Things that have high value added, that employ skilled people in interesting jobs, and that are in the supply chain of the most critical industries.
As it turns out, in Europe, we still have much of that. Despite the talk of the town being how the only industry we have here is that of bureaucracy, the reality is that European countries are still leaders in the manufacturing of industrial tools that are essential for precision engineering, pharma, and semiconductors.

We still are a manufacturing-heavy economy, and we should always remember that when talking about “reindustrialization”.
Precision machinery is essential for the future of industry: a future in which energy usage comes mostly in the form of electricity, creating a natural ecosystem for software-defined manufacturing to thrive and for the virtuous data feedback loop, the loop that made internet companies great, to kick in.
Sure, software will play an increasingly important role. But at the core of everything is the ability to build high-quality physical things with sustainable marginal costs, something that is not true in the internet world and that economies can’t relearn overnight. Something that, despite everything, Europe is still quite good at doing.
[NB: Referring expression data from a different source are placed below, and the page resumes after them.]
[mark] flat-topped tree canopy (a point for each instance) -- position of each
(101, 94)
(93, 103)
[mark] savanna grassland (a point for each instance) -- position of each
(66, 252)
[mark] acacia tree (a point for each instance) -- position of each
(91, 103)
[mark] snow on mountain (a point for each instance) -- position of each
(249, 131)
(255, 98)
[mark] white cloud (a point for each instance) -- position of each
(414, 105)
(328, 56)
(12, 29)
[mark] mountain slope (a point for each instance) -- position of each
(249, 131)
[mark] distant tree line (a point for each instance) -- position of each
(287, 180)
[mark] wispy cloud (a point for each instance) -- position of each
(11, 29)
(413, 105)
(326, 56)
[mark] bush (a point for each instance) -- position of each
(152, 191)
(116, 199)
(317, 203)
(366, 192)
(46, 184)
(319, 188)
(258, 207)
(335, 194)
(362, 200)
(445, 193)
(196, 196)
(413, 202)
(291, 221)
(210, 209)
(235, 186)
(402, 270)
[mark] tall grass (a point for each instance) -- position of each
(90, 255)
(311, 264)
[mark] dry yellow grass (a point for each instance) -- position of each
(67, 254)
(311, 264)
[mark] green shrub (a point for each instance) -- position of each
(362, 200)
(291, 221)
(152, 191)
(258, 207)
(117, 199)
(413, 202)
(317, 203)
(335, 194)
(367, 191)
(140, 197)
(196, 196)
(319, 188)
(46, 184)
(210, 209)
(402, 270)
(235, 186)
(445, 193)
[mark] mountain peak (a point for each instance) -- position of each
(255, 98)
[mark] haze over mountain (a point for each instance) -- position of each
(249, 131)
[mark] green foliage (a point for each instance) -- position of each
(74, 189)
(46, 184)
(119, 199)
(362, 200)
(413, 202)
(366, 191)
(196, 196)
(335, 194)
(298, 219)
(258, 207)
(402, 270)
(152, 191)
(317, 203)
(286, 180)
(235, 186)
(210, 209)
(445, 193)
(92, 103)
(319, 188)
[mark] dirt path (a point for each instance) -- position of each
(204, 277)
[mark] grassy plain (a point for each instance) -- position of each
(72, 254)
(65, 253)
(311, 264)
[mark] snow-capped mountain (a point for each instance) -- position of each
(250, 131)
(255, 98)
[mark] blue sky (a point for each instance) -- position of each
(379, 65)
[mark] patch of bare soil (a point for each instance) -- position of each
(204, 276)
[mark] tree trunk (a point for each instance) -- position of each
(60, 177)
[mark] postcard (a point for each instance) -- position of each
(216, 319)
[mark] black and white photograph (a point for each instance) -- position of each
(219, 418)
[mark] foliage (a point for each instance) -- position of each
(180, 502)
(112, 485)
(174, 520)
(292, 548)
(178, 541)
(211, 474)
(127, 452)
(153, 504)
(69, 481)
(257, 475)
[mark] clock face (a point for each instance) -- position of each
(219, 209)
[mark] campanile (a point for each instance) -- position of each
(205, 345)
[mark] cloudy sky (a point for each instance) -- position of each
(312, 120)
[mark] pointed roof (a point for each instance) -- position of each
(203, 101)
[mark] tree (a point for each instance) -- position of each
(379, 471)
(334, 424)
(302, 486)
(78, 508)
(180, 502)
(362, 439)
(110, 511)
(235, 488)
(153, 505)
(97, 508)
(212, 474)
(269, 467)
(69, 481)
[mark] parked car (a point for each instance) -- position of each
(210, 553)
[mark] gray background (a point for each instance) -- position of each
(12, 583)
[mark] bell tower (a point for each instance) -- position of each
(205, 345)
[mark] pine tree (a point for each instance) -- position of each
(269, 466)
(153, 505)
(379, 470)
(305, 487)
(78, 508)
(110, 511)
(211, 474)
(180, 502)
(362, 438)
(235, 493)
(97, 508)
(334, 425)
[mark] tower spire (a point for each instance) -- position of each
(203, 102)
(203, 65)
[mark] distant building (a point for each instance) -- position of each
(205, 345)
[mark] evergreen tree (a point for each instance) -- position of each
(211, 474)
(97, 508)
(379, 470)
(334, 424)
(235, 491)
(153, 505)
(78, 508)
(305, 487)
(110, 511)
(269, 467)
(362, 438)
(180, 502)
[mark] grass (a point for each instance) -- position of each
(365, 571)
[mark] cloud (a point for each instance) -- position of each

One of our main weaknesses is having almost completely missed the internet revolution, as exemplified by all those memes comparing the market cap of the Mag-7 with that of entire national public markets.
But that is also a trap for the US, as those companies have built their brand on software but built their moat with hardware, often not built in the US.
It’s a familiar pattern: railroads needed land, cloud computing needed fiber, and now AI infrastructure needs vast, stable power. In the exponential age where compute demand outpaces supply, owning tomorrow’s terawatts may matter more than having the smartest model.
Azeem Azhar on Linkedin
If this is true, and if Europe is ambitious enough to remove the artificial blockers that bureaucracy and fragmentation have imposed on our economies, why should we accept a subpar role in the new world order?
Why shall we still accept to be the supporting leg of the empires of yesterday or of those of tomorrow?
I don’t think we should, and people are starting to realize that.